How old do I feel today? Quite old, actually.

Consider this little tidbit.

I’m at work this afternoon. I spot a couple — Jack and Pat. They’re friends of mine. They’re shopping for a vehicle. After a lengthy session with the sales rep who sold them the vehicle, I walked up to Pat and told her, “Hey did you know that Tuesday, Ringo Starr turns 75 years of age?” She laughed and said, “We’re getting old.”

I turned to the sales rep. “Did you know that?” I asked. The rep — get ready for this — didn’t know who Ringo Starr is.

Pat said, politely, “He used to be a drummer. He played with The Beatles.”

I do not know the age of the sales representative in question. I’m guessing about 30. Hmm. Old enough perhaps to have heard from Mom, Dad — or perhaps Grandma and Grandpa about the “good old days” when bands such as The Beatles were making music that transcends generations.

That’s OK. I’ll give my colleague a pass.
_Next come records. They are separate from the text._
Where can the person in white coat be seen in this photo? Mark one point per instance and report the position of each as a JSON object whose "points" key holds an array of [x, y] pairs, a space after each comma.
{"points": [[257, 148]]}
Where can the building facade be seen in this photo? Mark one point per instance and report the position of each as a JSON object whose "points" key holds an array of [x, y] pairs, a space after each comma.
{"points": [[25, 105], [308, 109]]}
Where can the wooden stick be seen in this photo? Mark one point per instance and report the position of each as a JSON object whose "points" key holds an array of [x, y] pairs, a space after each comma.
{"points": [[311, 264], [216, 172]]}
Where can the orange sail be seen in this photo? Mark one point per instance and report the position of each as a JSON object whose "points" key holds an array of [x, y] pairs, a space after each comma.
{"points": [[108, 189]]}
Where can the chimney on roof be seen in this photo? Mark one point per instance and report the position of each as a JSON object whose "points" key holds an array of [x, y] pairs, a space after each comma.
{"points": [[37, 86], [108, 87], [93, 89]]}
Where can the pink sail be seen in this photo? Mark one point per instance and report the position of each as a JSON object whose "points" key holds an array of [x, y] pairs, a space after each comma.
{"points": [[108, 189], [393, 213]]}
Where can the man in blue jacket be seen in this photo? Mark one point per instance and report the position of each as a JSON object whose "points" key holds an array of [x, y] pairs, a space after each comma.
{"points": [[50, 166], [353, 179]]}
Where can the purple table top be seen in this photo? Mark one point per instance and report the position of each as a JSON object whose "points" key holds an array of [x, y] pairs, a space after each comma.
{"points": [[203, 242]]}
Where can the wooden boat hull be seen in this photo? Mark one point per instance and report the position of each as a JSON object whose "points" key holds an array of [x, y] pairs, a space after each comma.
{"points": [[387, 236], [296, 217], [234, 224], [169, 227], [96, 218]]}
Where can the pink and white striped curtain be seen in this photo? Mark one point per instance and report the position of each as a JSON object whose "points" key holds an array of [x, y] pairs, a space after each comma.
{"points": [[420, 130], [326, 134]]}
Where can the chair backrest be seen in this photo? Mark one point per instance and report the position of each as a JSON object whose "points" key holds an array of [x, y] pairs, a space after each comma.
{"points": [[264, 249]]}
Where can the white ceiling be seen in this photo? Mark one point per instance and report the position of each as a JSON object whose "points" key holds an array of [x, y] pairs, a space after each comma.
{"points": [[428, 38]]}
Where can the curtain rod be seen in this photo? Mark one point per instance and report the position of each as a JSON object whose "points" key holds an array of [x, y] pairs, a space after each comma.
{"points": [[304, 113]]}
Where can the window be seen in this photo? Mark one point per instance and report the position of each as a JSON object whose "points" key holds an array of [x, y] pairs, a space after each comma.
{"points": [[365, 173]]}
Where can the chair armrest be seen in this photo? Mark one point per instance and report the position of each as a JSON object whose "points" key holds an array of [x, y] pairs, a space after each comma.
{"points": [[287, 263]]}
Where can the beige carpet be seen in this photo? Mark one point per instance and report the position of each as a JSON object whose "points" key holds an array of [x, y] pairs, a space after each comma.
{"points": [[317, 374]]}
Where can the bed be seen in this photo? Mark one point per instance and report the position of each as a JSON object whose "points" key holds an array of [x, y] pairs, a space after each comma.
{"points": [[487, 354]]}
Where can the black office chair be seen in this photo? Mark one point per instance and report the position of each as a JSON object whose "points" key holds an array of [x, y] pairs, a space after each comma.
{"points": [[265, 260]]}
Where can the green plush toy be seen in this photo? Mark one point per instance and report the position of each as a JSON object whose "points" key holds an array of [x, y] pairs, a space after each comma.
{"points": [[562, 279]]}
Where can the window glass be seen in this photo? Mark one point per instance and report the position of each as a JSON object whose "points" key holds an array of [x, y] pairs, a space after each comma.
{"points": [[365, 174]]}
But as I’ve noted many times, he and his band mates — John, George and Paul — helped raise me.

If only it didn’t make me feel so old.

It wasn’t a ‘Shawshank’ escape

I keep reading references to that New York prison escape that compare it to the film “Shawshank Redemption.”

And then I keep wondering: Where does that comparison come from?

http://news.yahoo.com/joyce-mitchell-arrested-dannemora-york-prison-escape-case-220005633–abc-news-topstories.html

Joyce Mitchell has been arrested and charged with helping murderers David Sweat and Richard Matt escape from the maximum-security prison in upstate New York. She is accused of providing hacksaw blades to the men, who then sawed through steel sewer pipes and wormed their way outside the walls.

Does that sound like “Shawshank” to you? It doesn’t to me.

In the film, Tim Robbins’s character, Andy Dufresne, is imprisoned wrongly for murder of his wife and the man with whom she was cheating.

He’s sent to prison in Maine and then for the next 19 years he chips his way out of his cell, using homemade carving tools.

Andy didn’t have any help. No one supplied blades. No one distracted prison guards.

Sweat and Matt will be caught. Searchers are narrowing the area where they’re looking, although I’m guessing the two men won’t give up without a fight.

Andy ended up on a beach in Mexico, refurbishing an old boat and lived happily ever after.